Self-contained serde-powered Cargo.lock parser/serializer with support for the V1/V2/V3/V4 formats, as well as optional dependency tree analysis features. Used by RustSec.

When the dependency-tree feature of this crate is enabled, it supports computing a directed graph of the dependency tree, modeled using the petgraph crate, along with support for printing dependency trees ala the cargo-tree crate.

Documentation

Minimum Supported Rust Version

Rust 1.70 or higher.

Minimum supported Rust version can be changed in the future, but it will be accompanied by a minor version bump.

SemVer Policy

• MSRV is considered exempt from SemVer as noted above
• The cargo lock CLI interface is not considered to have a stable interface and is also exempted from SemVer.

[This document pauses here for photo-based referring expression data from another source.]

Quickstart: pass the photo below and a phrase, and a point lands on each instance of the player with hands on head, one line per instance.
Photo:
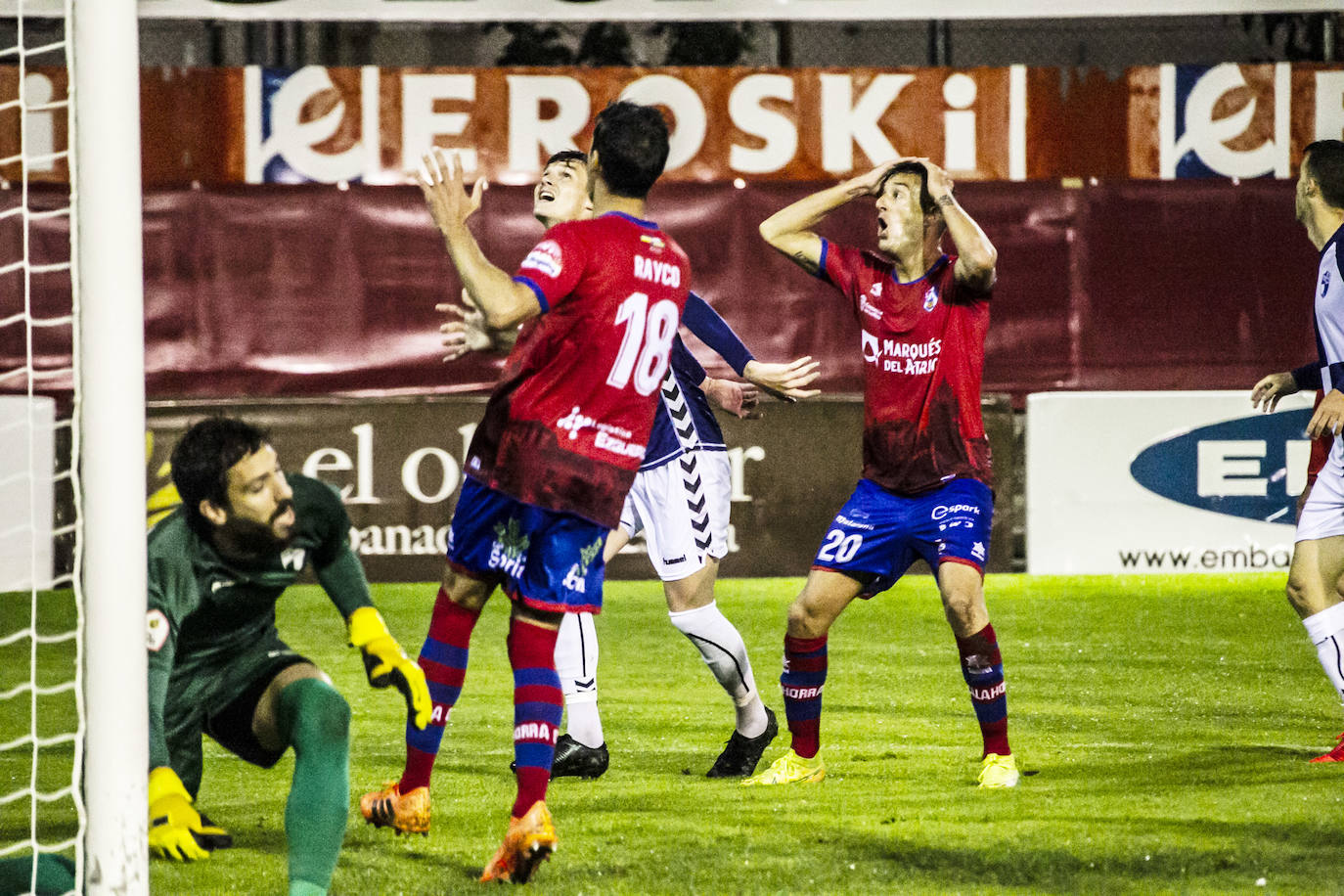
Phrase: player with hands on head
(1314, 576)
(554, 456)
(924, 488)
(216, 664)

We reserve the right to make substantial changes to it at any time (for now)
• The dependency-tree feature depends on the pre-1.0 petgraph crate. We reserve the right to update petgraph, however when we do it will be accompanied by a minor version bump.

Command Line Interface

This crate provides a cargo lock subcommand which can be installed with:

cargo install cargo-lock --features=cli

It supports the following subcommands:

• list: list packages in Cargo.lock
• translate: translate Cargo.lock files between the V1 and V2 formats
• tree: print a dependency tree from Cargo.lock alone

See the crate documentation for more detailed usage information.

License

Licensed under either of:

• Apache License, Version 2.0 (LICENSE-APACHE or https://www.apache.org/licenses/LICENSE-2.0)
• MIT license (LICENSE-MIT or https://opensource.org/licenses/MIT)

at your option.

Contribution

Unless you explicitly state otherwise, any contribution intentionally submitted for inclusion in the work by you shall be dual licensed as above, without any additional terms or conditions.